European Union defence and foreign ministers, meeting in Prague this week, will discuss options for setting up an EU military training mission for Ukrainian forces and also look into calls by some members to ban Russian tourists from entering the bloc.
Several EU countries have been training Ukrainian troops for a while, mainly enabling them to operate weapons Western nations are delivering to Ukraine to help its fight against Russia’s invasion.
It is not clear yet where an EU training programme could be based and what mandate it might have, EU diplomats said ahead of the defence ministers’ meeting on Monday (Aug 29) and Tuesday.
The bloc’s foreign policy and security chief, Josep Borrell, has given few details of his plans so far, merely stating such a programme would not be based in Ukraine but in neighbouring countries.
At a joint session with UN and Nato representatives, defence ministers will also discuss the future of the EU’s suspended training mission in Mali and the UN peacekeeping force Minusma, as concerns are growing over an increasing Russian presence in the West African country.
The six-month-old war in Ukraine remains a foreign policy priority for the European Union and when the bloc’s foreign ministers take over the meetings in Prague on Tuesday, a proposed visa ban for Russians will be at the top of their agenda.
The Czechs, who currently hold the EU’s rotating presidency, are pushing for an EU-wide ban on visas for Russian tourists, an idea supported mainly by the Baltic countries.
They argue that "business as usual for Russian tourists in time of aggression is inappropriate".
EU sanctions require unanimity among all 27 member states. One country - Hungary - maintains friendly ties with Moscow and could veto a bloc-wide visa ban.
On top of that, several EU countries, among them France, Germany and Portugal, insist that Russian journalists and other civilians fearing persecution should continue to be allowed entry, arguing that barring them might breach EU rules.
And EU foreign policy chief Josep Borrell, who will chair the EU ministers' meeting in Prague, said he believed a prohibition on all Russians from entering Europe "is not a good idea".
The European Commission insists on the need for humanitarian access for dissident Russians, and says visa applications should be assessed individually and not under a blanket rule.
Lithuania has said that, if no EU-wide ban is agreed, it could seek a "regional solution" banning tourists, possibly including Latvia, Estonia, Finland and Poland.
Russians mostly enter the EU via the land borders of the five countries since direct flights between Russia and the bloc were suspended following Moscow’s invasion of Ukraine, according to Landsbergis.

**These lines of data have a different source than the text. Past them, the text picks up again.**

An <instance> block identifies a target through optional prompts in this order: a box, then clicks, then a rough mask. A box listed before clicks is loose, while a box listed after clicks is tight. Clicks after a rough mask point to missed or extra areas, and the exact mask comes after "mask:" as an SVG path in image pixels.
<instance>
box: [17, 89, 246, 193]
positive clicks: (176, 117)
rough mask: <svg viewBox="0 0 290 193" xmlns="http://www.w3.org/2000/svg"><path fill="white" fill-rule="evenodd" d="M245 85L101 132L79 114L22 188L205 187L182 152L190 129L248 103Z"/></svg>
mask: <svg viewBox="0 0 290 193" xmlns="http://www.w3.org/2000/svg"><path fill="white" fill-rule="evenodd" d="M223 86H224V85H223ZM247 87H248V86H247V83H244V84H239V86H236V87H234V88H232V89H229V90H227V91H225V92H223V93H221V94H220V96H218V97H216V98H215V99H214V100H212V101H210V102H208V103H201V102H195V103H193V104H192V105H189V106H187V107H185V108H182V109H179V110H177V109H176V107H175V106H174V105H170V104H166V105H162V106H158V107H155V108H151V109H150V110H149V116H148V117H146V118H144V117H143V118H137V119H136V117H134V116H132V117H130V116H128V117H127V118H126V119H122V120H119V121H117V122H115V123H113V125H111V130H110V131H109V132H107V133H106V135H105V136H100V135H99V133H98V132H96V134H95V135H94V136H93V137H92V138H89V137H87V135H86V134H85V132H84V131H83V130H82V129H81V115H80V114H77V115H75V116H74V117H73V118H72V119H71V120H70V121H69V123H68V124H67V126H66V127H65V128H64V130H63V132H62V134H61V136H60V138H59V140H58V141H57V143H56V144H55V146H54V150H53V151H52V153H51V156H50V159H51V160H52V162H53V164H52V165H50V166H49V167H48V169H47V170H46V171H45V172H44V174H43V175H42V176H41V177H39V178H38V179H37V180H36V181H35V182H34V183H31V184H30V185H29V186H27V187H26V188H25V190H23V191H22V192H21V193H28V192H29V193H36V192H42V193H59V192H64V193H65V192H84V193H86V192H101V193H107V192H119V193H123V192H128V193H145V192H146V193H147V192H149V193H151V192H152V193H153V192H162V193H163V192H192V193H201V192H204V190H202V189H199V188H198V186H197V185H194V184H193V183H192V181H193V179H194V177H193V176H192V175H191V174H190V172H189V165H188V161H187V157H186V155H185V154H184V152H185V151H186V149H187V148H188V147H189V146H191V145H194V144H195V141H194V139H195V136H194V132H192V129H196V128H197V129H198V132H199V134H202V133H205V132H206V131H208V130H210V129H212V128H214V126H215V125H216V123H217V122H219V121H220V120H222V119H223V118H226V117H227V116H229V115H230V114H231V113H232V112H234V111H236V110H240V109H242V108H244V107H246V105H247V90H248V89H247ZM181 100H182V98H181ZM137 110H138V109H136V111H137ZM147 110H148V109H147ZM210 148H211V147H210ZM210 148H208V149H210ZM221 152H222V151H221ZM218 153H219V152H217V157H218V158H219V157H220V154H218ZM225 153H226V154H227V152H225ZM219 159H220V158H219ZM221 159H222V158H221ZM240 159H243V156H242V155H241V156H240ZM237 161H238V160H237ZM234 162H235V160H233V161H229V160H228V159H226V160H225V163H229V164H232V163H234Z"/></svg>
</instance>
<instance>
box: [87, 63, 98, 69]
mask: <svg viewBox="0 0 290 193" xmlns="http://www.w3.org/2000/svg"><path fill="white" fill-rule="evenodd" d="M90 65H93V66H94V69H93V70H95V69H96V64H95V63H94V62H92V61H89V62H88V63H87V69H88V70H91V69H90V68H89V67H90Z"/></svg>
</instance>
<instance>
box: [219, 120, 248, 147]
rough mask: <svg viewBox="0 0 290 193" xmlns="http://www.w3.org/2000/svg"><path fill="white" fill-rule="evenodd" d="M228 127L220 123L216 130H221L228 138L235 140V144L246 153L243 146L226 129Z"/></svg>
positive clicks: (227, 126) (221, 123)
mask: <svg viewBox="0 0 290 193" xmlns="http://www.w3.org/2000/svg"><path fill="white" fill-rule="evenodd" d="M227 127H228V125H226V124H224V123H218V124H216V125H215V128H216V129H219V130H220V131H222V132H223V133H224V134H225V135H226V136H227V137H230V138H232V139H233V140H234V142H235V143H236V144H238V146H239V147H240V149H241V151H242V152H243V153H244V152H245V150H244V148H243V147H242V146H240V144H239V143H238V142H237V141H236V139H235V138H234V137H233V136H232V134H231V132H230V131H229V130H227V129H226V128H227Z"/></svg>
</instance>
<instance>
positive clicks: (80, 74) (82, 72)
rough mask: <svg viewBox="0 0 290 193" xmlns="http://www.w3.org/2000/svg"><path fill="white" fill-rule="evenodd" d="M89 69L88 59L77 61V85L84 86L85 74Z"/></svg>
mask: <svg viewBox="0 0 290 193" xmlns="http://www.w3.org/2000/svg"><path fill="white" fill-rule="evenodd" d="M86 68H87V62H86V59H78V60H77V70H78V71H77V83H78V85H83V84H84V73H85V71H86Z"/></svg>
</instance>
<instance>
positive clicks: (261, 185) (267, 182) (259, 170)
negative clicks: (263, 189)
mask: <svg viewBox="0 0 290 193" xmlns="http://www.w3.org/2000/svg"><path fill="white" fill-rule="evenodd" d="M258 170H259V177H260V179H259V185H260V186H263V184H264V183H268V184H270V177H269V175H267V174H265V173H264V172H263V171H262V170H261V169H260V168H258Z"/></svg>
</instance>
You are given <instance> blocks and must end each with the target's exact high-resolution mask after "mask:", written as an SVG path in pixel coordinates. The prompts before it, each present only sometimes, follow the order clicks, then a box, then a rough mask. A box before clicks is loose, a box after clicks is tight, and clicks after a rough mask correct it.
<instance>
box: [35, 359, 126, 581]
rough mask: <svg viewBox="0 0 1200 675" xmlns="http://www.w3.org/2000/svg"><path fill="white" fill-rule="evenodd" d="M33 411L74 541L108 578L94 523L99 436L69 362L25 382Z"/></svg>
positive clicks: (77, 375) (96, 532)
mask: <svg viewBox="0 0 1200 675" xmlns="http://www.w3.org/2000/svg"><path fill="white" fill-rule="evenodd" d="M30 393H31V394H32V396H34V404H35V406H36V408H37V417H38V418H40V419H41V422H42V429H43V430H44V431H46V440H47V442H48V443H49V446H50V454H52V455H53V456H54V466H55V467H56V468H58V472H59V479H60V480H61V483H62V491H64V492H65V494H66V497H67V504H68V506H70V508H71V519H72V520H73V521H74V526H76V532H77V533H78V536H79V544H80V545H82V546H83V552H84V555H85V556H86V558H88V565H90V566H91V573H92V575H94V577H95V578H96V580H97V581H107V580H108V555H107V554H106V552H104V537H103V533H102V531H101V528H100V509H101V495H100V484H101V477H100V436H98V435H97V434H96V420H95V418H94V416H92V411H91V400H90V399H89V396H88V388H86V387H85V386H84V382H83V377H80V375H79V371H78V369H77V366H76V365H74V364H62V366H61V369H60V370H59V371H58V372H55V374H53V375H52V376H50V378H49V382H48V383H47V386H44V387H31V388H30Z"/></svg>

The EU had in February restricted visas in certain categories for Russians linked to the Kremlin, including for officials, diplomatic passport holders and company bosses. But tourist visas were still permitted.
In mid-August, Estonia closed its border to more than 50,000 Russians with previously issued visas, the first country in the EU to do so.
Finland, which has Europe's longest border with Russia, will from Thursday slash the number of Russian tourist visa applications it handles to just 10 per cent of the usual 1,000 received per day. A flat-out ban based on an applicant's nationality is impossible under Finnish law.
That measure will have an impact. Because of EU sanctions closing European airspace to flights from Russia, Russians had massively turned to land travel through Finland to reach other European countries.
EU countries Latvia, Lithuania and Poland stopped issuing new tourist visas to Russians when the Kremlin's forces invaded Ukraine in late February.
Russian leisure travellers use Schengen visas normally valid across 26 EU and associated countries, including Switzerland and Norway.
The visas typically allow stays of up to 90 days in a 180-day rolling period.
Those 26 countries received around three million Schengen visa applications last year. Russians made up the biggest group, accounting for 536,000 of them.
Estonia wants EU rules to be changed to allow it to stop Russians with already issued Schengen visas, regardless of which EU country issued them.
Ukrainian President Volodymyr Zelensky called on the West earlier this month to impose a blanket travel ban on Russians, saying they should "live in their own world until they change their philosophy".
Ukrainian Foreign Minister Dmytro Kuleba has said: "Russians overwhelmingly support the war, cheer missile strikes on Ukrainian cities and (the) murder of Ukrainians. Let Russian tourists enjoy Russia then."
A furious Kremlin has reacted by calling Kyiv's appeal "irrational" and pledging retaliation.
An expert at the European Council on Foreign Relations think tank, Ms Marie Dumoulin, said the appeal to ban Russians from Europe contains "a dangerous error of analysis".
"Less than 30 per cent of Russians have a passport, and their top travel destinations are Turkey, Egypt and the United Arab Emirates," she said.
"A ban would have the exact opposite effect of what is being sought. By stigmatising Russians, it would fuel the Kremlin propaganda that, for years and especially since the offensive in Ukraine, has been decrying a supposed 'Russophobia' by Westerners."
The EU, she said, should retain links with Russian civil society and not "lock it away in a pen totally controlled by the regime".